Ascyltos pretended to bristle up and, shaking his fists more boldly still, he roared:

«Won’t you keep quiet, you filthy gladiator, you who escaped from the criminal’s cage in the amphitheatre to which you were condemned (for the murder of your host?) Won’t you hold your tongue, you nocturnal assassin, who, even when you swived it bravely, never entered the lists with a decent woman in your life? Was I not a «brother’ to you in the pleasure-garden, in the same sense as that in which this boy now is in this lodging-house?»

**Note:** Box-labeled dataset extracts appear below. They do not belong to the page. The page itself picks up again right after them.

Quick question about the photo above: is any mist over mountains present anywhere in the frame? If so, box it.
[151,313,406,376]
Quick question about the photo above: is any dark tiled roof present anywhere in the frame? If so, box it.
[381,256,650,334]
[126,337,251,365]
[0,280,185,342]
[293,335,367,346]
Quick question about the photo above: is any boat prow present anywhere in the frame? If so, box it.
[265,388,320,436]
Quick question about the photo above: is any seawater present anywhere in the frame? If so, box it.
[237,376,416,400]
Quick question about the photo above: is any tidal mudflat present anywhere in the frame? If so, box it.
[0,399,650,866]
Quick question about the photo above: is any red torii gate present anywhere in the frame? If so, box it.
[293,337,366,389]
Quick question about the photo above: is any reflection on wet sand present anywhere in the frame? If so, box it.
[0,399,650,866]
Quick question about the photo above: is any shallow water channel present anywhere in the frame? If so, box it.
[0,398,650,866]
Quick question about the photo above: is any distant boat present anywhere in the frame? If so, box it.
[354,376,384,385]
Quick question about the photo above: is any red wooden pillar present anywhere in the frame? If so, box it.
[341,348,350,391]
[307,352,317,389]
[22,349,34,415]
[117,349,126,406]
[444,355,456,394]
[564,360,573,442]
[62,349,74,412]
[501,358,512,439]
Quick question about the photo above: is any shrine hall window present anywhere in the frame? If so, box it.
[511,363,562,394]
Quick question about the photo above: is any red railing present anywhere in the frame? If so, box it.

«You sneaked away from the master’s lecture,» I objected.

CHAPTER THE TENTH

«What should I have done, you triple fool, when I was dying of hunger? I suppose I should have listened to opinions as much to the purpose as the tinkle of broken glass or the interpretation of dreams. By Hercules, you are much more deserving of censure than I, you who will flatter a poet so as to get an invitation to dinner!» Then we laughed ourselves out of a most disgraceful quarrel, and approached more peaceably whatever remained to be done. But the remembrance of that injury recurred to my mind and,

«Ascyltos,» I said, «I know we shall not be able to agree, so let us divide our little packs of common stock and try to defeat our poverty by our individual efforts. Both you and I know letters, but that I may not stand in the way of any undertaking of yours, I will take up some other profession. Otherwise, a thousand trifles will bring us into daily collision and furnish cause for gossip through the whole town.»

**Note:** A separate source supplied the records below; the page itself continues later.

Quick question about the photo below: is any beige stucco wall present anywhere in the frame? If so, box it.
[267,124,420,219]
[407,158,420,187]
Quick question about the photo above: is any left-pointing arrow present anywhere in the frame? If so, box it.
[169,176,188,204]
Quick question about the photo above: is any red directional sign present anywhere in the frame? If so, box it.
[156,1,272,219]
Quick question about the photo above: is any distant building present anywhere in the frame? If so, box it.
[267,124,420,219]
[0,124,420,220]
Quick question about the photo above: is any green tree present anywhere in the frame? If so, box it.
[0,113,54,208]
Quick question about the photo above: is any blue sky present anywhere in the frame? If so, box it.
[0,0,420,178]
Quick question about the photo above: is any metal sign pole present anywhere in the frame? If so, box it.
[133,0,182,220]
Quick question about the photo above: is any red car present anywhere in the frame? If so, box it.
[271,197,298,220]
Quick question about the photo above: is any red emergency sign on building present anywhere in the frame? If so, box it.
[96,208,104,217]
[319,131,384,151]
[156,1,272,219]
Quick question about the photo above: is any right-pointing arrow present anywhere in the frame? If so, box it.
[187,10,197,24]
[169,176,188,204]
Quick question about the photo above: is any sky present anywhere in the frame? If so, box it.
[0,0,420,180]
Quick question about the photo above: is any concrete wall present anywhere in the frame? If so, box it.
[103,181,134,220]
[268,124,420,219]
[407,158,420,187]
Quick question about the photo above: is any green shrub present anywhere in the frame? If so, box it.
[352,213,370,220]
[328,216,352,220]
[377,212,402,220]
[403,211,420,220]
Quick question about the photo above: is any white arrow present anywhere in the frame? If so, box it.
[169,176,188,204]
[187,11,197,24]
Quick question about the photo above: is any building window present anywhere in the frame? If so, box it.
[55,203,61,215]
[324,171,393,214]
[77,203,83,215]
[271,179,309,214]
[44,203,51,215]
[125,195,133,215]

Ascyltos made no objection to this, but merely remarked,

«As we, in our capacity of scholars, have accepted an invitation to dinner, for this date, let us not lose our night. Since it seems to be the graceful thing to do, I will look out for another lodging and another „brother,“ tomorrow.»

«Deferred pleasures are a long time coming,» I sighed. It was lust that made this separation so hasty, for I had, for a long time, wished to be rid of a troublesome chaperon, so that I could resume my old relations with my Giton. (Bearing this affront with difficulty, Ascyltos rushed from the room, without uttering a word. Such a headlong outburst augured badly, for I well knew his ungovernable temper and his unbridled passion. On this account, I followed him out, desirous of fathoming his designs and of preventing their consequences, but he hid himself skillfully from my eyes, and all in vain, I searched for him for a long time.)

CHAPTER THE ELEVENTH

After having had the whole town under my eyes, I returned to the little room and, having claimed the kisses which were mine in good faith, I encircled the boy in the closest of embraces and enjoyed the effect of our happy vows to a point that might be envied. Nor had all the ceremonies been completed, when Ascyltos stole stealthily up to the outside of the door and, violently wrenching off the bars, burst in upon me, toying with my «brother.» He filled the little room with his laughter and hand-clapping, pulled away the cloak which covered us,

«What are you up to now, most sanctimonious «brother’?» he jeered.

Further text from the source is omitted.